We found that a majority of the focus group participants were concerned about gaining too much weight but had many misperceptions and barriers that needed to be clarified and corrected; these findings are corroborated by another study [22]. The educational handout serves to debunk myths and correct understandings about GWG. Figure 2 provides a sample GWG tracker tool that was developed for use during the focus group discussions; focus group participant feedback and suggestions led to the final GWG tracker. This GWG tracker tool allows participants to be accountable about their weight gain goals and facilitates discussions with their doctors about weight gain during prenatal visits and with WIC nutritionists. Finally, placement of the GWG goals on the pregnancy weight tracker builds awareness among participants of appropriate weight gain during their pregnancy. Building this awareness among WIC participants for appropriate GWG provides important perceived benefits which, based on the Health Belief Model [29, 30], may go a long way in raising consciousness among WIC participants.

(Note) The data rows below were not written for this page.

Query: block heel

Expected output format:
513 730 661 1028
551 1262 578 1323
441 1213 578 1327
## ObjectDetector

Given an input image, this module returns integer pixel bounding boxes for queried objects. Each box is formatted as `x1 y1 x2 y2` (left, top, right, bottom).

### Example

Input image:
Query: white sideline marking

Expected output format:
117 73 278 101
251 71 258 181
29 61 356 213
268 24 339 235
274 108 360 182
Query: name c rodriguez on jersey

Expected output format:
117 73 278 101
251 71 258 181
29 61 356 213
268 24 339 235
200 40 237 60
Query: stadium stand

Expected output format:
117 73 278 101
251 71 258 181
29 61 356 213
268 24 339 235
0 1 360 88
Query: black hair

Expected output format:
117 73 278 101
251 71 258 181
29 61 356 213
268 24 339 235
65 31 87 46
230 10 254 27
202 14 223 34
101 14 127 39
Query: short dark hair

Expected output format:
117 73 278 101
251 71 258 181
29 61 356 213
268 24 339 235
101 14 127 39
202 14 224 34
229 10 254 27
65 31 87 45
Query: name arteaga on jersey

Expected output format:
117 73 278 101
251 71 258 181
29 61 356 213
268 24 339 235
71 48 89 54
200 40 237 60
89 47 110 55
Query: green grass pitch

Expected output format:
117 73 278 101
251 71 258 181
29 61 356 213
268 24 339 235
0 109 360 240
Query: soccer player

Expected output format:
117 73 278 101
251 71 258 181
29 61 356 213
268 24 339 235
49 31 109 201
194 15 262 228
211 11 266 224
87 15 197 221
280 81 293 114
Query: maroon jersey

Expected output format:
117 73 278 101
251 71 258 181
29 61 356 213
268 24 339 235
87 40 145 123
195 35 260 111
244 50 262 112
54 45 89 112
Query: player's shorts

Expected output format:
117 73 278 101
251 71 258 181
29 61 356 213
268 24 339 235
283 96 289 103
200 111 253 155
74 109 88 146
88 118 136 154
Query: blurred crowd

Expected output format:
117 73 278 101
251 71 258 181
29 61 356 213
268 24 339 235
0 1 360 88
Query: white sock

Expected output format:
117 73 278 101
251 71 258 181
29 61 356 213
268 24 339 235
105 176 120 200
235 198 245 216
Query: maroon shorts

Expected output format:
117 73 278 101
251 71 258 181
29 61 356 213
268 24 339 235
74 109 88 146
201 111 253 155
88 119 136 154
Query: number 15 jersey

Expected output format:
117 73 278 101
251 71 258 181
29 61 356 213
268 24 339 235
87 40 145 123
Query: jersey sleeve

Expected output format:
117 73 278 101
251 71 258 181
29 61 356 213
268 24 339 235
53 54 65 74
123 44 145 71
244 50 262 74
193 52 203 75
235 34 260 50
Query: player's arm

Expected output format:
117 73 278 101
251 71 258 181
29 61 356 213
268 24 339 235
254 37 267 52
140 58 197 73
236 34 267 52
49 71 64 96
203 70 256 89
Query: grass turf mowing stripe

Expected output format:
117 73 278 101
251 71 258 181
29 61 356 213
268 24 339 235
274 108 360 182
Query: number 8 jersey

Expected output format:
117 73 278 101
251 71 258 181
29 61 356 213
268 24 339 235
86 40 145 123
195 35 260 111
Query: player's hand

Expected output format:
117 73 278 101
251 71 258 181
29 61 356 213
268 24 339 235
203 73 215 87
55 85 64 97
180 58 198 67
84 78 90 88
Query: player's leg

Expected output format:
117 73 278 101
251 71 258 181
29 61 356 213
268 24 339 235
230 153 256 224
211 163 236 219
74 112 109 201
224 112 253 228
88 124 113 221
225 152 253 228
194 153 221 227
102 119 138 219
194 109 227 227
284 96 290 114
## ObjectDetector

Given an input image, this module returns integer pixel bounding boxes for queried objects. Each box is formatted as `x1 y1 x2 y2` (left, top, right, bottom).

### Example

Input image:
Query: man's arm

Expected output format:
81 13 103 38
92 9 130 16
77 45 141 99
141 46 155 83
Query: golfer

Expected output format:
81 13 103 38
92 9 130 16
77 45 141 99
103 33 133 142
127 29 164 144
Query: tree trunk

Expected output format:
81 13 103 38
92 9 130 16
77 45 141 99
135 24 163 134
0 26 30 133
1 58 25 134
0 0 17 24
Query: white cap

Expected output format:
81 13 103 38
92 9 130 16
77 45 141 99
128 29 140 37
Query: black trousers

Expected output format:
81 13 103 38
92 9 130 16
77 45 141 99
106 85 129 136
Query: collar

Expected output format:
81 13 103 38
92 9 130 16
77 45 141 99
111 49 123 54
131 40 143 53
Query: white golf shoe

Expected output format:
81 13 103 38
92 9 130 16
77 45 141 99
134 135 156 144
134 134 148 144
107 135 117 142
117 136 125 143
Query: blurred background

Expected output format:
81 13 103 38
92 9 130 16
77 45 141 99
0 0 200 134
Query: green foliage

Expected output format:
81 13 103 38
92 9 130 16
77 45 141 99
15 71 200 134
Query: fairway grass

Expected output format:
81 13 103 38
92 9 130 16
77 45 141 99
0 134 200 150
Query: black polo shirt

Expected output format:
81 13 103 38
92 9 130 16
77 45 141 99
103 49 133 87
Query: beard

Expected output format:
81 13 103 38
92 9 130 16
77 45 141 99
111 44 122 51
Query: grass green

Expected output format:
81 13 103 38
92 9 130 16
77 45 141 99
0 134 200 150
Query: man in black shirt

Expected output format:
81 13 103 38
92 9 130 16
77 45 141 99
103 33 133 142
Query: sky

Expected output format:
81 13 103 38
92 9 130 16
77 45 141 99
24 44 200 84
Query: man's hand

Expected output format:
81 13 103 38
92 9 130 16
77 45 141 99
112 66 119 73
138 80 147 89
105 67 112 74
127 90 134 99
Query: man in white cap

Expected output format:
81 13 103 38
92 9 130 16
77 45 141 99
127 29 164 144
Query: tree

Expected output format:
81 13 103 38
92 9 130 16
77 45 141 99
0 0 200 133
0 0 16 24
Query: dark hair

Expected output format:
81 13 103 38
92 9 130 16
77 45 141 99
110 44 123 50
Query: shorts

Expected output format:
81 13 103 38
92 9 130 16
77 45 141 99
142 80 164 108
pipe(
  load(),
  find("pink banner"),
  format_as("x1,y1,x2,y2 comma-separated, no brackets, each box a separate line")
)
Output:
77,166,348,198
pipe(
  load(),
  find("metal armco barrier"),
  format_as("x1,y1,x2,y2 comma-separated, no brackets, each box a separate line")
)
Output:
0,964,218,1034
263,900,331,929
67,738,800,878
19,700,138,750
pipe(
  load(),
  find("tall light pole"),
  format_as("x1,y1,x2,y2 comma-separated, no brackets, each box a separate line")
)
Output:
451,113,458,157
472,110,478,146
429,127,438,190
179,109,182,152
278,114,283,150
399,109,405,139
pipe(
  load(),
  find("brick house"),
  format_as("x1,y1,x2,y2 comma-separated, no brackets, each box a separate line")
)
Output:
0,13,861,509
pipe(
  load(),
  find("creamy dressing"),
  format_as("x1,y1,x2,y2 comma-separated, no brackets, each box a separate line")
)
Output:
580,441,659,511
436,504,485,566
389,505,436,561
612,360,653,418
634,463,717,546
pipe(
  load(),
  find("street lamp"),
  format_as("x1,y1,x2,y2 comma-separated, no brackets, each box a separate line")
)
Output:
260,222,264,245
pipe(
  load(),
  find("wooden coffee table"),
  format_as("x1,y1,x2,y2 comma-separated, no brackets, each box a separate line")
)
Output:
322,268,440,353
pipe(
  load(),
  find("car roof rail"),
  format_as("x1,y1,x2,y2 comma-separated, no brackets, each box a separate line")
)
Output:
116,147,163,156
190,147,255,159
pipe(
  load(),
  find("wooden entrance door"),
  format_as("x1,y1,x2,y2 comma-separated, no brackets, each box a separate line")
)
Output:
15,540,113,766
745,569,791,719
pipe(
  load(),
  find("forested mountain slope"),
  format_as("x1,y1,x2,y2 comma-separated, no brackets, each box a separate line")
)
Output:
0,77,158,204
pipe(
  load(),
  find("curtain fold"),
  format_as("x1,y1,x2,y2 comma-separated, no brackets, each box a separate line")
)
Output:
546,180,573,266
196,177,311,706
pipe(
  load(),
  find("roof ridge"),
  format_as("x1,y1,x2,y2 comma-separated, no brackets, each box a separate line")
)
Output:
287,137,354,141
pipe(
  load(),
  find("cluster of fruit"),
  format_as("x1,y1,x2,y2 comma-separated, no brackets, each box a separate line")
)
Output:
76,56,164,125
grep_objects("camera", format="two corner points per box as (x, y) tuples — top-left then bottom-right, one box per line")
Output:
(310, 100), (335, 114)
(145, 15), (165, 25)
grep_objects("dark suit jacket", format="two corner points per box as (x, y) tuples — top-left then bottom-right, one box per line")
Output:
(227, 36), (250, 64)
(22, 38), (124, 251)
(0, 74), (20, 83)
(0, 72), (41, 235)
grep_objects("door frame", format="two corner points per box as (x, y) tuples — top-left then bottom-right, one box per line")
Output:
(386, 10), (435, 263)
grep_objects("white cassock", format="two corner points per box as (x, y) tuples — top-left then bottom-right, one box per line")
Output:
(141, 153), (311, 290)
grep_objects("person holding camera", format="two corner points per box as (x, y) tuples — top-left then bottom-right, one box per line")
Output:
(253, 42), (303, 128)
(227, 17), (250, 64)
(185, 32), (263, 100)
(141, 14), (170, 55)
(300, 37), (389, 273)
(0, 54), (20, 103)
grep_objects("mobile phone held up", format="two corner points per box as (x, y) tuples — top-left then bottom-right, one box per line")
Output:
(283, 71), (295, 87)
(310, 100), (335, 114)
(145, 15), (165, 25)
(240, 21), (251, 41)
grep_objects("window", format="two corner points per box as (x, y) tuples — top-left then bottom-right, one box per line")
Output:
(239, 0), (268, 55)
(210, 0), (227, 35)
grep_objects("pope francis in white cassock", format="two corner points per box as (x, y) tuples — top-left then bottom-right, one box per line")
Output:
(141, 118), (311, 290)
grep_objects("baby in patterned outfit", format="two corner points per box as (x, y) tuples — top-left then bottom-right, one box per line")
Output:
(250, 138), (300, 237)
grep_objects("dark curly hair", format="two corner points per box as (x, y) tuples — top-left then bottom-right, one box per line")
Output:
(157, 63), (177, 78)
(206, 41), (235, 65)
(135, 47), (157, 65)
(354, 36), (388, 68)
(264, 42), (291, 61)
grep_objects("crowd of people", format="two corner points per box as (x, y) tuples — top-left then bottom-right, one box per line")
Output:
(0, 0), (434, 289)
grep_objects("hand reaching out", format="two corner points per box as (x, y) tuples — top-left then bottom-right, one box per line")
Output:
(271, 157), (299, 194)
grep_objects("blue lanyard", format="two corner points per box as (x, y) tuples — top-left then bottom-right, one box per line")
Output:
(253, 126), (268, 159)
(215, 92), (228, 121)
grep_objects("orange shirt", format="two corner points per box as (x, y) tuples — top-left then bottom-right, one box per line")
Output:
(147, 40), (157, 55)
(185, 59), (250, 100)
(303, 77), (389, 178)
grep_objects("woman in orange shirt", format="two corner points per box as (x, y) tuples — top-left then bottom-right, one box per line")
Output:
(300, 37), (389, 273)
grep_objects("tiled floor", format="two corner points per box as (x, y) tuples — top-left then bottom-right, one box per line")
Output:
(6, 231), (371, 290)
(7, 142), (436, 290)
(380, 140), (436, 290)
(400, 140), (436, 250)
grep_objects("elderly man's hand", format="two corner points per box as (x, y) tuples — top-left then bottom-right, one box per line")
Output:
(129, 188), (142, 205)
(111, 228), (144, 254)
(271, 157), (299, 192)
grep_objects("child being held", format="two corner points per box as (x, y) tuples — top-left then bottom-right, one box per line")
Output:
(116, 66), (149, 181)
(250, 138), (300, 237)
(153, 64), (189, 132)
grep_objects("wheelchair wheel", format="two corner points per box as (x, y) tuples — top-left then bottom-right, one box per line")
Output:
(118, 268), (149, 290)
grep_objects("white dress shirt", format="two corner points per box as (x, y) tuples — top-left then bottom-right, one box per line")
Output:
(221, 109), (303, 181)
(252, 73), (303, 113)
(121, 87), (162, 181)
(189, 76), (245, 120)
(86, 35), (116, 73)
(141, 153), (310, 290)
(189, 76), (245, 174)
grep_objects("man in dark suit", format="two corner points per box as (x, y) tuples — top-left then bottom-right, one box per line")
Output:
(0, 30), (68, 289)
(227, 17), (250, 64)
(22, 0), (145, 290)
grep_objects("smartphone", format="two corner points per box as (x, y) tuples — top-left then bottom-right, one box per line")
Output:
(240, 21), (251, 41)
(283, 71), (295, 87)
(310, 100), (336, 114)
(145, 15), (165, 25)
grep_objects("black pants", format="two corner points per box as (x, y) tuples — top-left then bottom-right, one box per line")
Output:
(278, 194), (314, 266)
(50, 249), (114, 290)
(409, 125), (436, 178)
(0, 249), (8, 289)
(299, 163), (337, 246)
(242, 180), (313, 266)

While this qualitative study provided important grounding for the development of an intervention study to prevent excessive GWG among WIC participants, it is not without its limitations. Because the sample is specific to the WIC population, these findings may have limited generalizability to the entire population of pregnant women who have varying socioeconomic and cultural backgrounds. Second, the Hispanic population of WIC participants is primarily from Mexico, and this may not be generalizable to WIC programs in other parts of the US. Finally, while it is possible that our findings may have been impacted by the presence of women with different BMI classifications within a focus group, our moderators used qualitative methodology skills to encourage all participants to share. It would be beneficial in future studies to also further stratify focus groups by BMI classifications to ensure a more homogenous grouping of women based on weight groupings. Despite these limitations, the benefit of this qualitative study was to allow for an unhurried and open discussion of the IOM gestational weight gain guidelines and challenges to appropriate weight gain during pregnancy in the WIC program; the findings from these discussions were applied directly to inform the development of the intervention.

4. Conclusion

Findings from this study have important implications for how perinatal health is conceptualized and assessed. These findings illustrate the complex nature of weight gain during pregnancy, particularly among low-income ethnic minority groups. This work extends the discussion beyond a simplistic and unidimensional conceptualization to one which considers the multilevel and complex socioecological landscape in which immigrant communities navigate their health decisions. Employing qualitative research methods in maternal and child health research with immigrant groups allow for findings and interpretations to be grounded in the cultural context of daily lived experiences. Second, narratives give voice to and illuminate our understanding of how individual experiences collectively and simultaneously affect pregnancy outcomes, thus providing a more holistic perspective on the impact of culture on perinatal health. At a practical level, this holistic approach allows for a better understanding of the contextual environment in which many of these low-income families live; as a result, we will be able to design WIC-based programming and health-related interventions that will address these barriers and move us forward in bridging the gap in health disparities.

Competing Interests

The authors declare that there are no competing interests regarding the publication of this paper. Funding from USDA/UCLA did not lead to any competing interests regarding the publication of this paper. The authors have no other possible competing interests to reveal in the publication of this submitted paper.

Acknowledgments

This study was funded by the USDA, with a subaward from UCLA, no. 1920 G QA126. Additional funding for this study was provided by the Seaver Research Council 2013-14, Pepperdine University. The authors would like to thank WIC participants for their participation in these focus groups, which made this work possible. The authors would also like to thank their student research assistants, Amber Rzeznik and Gary Park.